I’m trudging around the house in a silent rant because no one has done anything the entire time I’ve been sick. The dishes are stacked to the ceiling next to a completely empty dishwasher (they’ll say they thought it was full) and the laundry is spilling out of the laundry shoot, backed up from the first floor (they’ll say they didn’t know anything needed washing).
I know, I need to get some things done for my family. If I don’t, there will be no clothes to wear tomorrow and no clean dishes for breakfast. My arms feel like they have bowling balls attached as I lift the pieces of clothing from the dryer. My head is full of grumbles and complaints.

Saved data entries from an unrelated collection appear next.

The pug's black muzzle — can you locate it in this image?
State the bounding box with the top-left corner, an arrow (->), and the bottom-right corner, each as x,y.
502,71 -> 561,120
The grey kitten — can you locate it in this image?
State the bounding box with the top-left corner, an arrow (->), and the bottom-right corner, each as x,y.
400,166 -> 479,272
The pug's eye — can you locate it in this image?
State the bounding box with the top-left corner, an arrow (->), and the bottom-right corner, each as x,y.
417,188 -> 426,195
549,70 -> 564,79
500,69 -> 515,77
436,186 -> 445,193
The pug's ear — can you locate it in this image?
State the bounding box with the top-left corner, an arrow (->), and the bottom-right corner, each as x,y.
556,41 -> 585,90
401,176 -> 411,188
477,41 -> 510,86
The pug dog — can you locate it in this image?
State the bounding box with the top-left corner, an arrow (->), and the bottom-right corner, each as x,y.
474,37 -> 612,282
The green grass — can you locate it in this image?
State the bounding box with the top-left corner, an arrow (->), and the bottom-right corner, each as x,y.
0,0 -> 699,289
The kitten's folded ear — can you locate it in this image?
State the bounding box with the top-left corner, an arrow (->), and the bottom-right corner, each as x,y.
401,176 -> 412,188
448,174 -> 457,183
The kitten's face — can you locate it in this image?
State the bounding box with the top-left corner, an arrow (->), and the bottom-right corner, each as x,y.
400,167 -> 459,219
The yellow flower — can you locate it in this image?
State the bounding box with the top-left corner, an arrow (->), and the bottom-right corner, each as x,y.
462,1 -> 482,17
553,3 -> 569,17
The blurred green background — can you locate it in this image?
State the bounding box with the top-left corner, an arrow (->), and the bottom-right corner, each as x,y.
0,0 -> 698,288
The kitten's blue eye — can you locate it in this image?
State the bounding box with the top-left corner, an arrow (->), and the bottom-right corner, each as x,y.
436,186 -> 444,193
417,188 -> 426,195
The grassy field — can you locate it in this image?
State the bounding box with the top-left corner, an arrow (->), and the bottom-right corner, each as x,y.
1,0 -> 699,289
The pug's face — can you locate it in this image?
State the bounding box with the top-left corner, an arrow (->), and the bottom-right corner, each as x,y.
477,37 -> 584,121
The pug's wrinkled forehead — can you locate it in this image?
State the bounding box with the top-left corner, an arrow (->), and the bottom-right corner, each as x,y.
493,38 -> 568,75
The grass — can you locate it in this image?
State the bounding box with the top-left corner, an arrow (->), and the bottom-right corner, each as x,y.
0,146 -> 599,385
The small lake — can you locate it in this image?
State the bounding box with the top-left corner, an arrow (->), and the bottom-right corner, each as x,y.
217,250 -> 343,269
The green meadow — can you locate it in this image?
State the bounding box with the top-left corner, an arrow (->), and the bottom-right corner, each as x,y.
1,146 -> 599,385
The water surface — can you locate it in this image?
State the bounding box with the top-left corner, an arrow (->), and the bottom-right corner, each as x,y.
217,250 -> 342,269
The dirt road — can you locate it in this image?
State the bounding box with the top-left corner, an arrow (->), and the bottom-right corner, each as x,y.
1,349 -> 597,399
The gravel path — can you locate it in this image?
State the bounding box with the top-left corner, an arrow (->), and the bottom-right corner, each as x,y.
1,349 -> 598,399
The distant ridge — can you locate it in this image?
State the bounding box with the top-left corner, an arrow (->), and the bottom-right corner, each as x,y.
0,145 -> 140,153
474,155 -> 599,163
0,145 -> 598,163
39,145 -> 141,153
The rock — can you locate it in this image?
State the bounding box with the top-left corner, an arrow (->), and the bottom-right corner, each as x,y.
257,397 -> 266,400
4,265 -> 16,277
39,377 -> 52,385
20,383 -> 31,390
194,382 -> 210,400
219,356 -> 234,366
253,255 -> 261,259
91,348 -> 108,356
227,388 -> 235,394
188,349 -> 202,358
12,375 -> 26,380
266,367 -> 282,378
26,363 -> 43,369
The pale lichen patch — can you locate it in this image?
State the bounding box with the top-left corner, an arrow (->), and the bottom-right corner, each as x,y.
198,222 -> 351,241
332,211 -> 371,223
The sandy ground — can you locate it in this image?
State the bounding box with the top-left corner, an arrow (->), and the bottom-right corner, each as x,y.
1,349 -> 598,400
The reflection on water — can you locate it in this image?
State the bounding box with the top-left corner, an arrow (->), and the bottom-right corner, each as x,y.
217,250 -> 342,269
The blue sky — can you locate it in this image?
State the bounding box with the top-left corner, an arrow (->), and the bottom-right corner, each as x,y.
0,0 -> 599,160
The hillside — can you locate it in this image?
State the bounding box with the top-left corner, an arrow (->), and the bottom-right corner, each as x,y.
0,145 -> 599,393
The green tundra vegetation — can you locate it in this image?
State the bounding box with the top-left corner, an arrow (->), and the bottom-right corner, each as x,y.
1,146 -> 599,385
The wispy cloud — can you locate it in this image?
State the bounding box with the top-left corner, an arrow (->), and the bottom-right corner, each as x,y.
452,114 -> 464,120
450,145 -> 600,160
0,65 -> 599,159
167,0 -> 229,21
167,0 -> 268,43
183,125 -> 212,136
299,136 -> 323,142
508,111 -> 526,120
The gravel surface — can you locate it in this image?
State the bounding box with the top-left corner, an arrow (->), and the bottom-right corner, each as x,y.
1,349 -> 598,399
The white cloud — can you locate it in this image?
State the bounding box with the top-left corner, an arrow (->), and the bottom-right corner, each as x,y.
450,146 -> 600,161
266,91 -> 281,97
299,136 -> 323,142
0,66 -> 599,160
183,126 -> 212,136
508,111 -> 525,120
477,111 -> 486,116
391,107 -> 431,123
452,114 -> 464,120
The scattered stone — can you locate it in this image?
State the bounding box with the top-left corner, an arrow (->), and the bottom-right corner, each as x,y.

The only thing that feels good right now is to let little irritable grunts escape as I bend down for each new pair of jeans.
Or maybe it’s especially for sick days. On the days that everything is sunny and cheerful, I don’t need nearly as many reminders to not grumble. And even if my kids can’t hear my grumbles (they can this time), they can sense the grumble in my spirit.
I’m sighing now. Realizing that this grumbling attitude has mad me feel worse, not better. Servants don’t serve only on the days they feel like it. Following Jesus means emptying myself of every last grumble, and letting the power of the Spirit fill me.
Here’s to all the moms who will be guzzling Nyquil tonight, and will still have ten loads of laundry waiting in the morning. But remember–we’ll still have the Holy Spirit in the morning, too! The power that raised Jesus from the dead is surely enough to get a sick (or tired or pregnant or stressed or _____) mom out of bed without grumbles!